Consequences of death must at least partly influence what I consider to be a strong survival game, which explains why I'm always fighting for more here.
 
Interestingly, ECO Survival has building and crafting, but it also has eating and drinking that is not required, and most importantly, it is impossible to die. Also interestingly, I let this pass in my mind because the game does have a single threat of a meteor that must be destroyed before it crashes into the planet and the only way to achieve that in time is through all of those activities. I must equate this impending doom with the concept of maintaining yourself because the end result of neglect is the same.
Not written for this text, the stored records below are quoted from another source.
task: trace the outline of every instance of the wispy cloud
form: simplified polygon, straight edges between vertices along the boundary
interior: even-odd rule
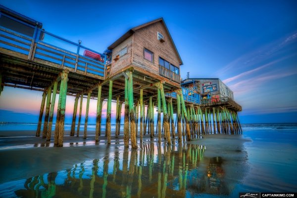
[[[231,69],[249,68],[260,64],[262,61],[271,58],[285,47],[296,41],[297,31],[239,57],[219,70],[217,73],[225,73]]]
[[[292,54],[292,55],[291,55],[287,56],[286,57],[279,58],[279,59],[278,59],[277,60],[274,60],[273,61],[270,62],[269,62],[268,63],[267,63],[267,64],[265,64],[264,65],[260,66],[259,66],[258,67],[256,67],[256,68],[255,68],[254,69],[251,69],[250,70],[247,71],[245,71],[244,72],[242,72],[242,73],[240,73],[240,74],[239,74],[238,75],[237,75],[233,76],[232,77],[227,78],[227,79],[223,80],[223,82],[224,82],[224,83],[227,84],[227,83],[229,83],[229,82],[230,82],[231,81],[234,81],[235,80],[237,80],[238,79],[242,78],[243,78],[243,77],[244,77],[245,76],[248,76],[248,75],[252,74],[253,74],[253,73],[255,73],[255,72],[257,72],[257,71],[259,71],[259,70],[261,70],[262,69],[264,69],[265,68],[268,67],[269,67],[269,66],[270,66],[271,65],[274,65],[275,63],[279,62],[280,62],[280,61],[281,61],[282,60],[284,60],[285,59],[287,59],[287,58],[289,58],[290,57],[292,57],[292,56],[293,56],[294,55],[296,55],[296,54],[297,54],[295,53],[295,54]]]

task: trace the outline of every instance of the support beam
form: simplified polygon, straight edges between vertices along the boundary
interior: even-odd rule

Whether or not that is enough for others to consider it survival, I do not know. 
 
Either way you want to look at things, within the context of water and its importance for survival in 7D2D, all of these games and hypothetical games are bad choices to use for comparison (at least at this time). It's a good thing in my opinion, at this time, because the ability to make these comparisons rightfully means that 7D2D truly is shifting away from true survival and that truly saddens me.

28 minutes ago, ZehMatt said:

I keep saying this, cooking muddy water should have resulted muddy water, not sure how cooking water clears it of dirt.


It doesn't. It results in muddy water free of pathogens.